Aber eigentlich war es auch nicht schlimm, denn Mr. Undercut war hatte ja den Holla die Waldfee-Schwanz. Boah was hatte ich Lust auf seinen doch großen Schwanz. Ich brauche nicht immer einen großen Schwanz, aber so manchmal habe ich da Bock drauf. Er zog sich ein Gummi an und nahm mich Missionar. Wir harmonierten gut. Wir küssten uns immer wieder. Es war ein schöner intensiver Fick. Ich massierte mit der Hand noch meinen Kitzler und dann kamen wir gleichzeitig.

Wir lagen nackt auf dem Bett und quatschten zum Runterkommen.
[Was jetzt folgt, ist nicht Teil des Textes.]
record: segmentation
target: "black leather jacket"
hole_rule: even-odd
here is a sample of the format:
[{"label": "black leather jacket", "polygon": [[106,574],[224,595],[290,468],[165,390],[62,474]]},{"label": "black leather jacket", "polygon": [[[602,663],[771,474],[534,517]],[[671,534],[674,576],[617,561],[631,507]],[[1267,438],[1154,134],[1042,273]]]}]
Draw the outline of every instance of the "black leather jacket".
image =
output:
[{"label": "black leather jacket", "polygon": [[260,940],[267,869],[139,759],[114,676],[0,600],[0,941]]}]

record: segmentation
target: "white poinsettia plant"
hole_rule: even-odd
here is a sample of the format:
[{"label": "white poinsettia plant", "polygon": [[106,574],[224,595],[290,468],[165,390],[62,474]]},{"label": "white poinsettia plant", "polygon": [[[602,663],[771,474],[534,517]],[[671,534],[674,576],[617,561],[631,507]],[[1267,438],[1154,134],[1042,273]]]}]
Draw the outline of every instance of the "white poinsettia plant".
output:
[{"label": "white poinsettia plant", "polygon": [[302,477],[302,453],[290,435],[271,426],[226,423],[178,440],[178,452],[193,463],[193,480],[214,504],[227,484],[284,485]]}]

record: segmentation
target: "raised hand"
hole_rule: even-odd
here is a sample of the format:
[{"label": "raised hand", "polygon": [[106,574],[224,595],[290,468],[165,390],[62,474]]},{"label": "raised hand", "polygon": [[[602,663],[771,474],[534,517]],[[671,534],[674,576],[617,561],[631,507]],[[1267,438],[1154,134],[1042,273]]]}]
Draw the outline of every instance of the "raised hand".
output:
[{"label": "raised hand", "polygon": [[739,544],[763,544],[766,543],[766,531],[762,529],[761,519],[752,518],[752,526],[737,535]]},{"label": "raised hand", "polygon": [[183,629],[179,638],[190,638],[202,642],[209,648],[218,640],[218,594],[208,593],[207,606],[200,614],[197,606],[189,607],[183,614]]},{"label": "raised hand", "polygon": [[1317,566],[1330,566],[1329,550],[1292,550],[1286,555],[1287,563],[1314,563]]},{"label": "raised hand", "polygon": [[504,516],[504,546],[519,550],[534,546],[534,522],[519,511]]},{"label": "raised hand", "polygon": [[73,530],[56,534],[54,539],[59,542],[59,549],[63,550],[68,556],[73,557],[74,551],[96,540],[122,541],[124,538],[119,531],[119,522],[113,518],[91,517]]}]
Über Gott und die Welt. Kein belangloses zwischen dem Sexgespräch. Nach einer Weile bekamen wir wieder Lust. Ich woilte unbedingt doggy genommen werden. Das hatte ich lange nicht. Ich liebe diese Stellung und Mr. Undercut hat ein Gerat mit dem das gut funktioniert. Gummi an und dann nahm er mich tief. Ich bewegte mich mit meinem Becken gegen ihn. Ich massierte wieder meinen KItzler. Doggy komme ich viel heftiger, die Stellung passt besser zu meinen empfindlichen Zonen als die Missio. Es brauchte gar nicht sehr viele Stöße bis er mich so zum zweiten Höhepunkt brachte.

Es waren schöne zwei leidenschaftliche Stunden mit Mr. Undercut und ich hätte sehr große Lust das bald zu wiederholen.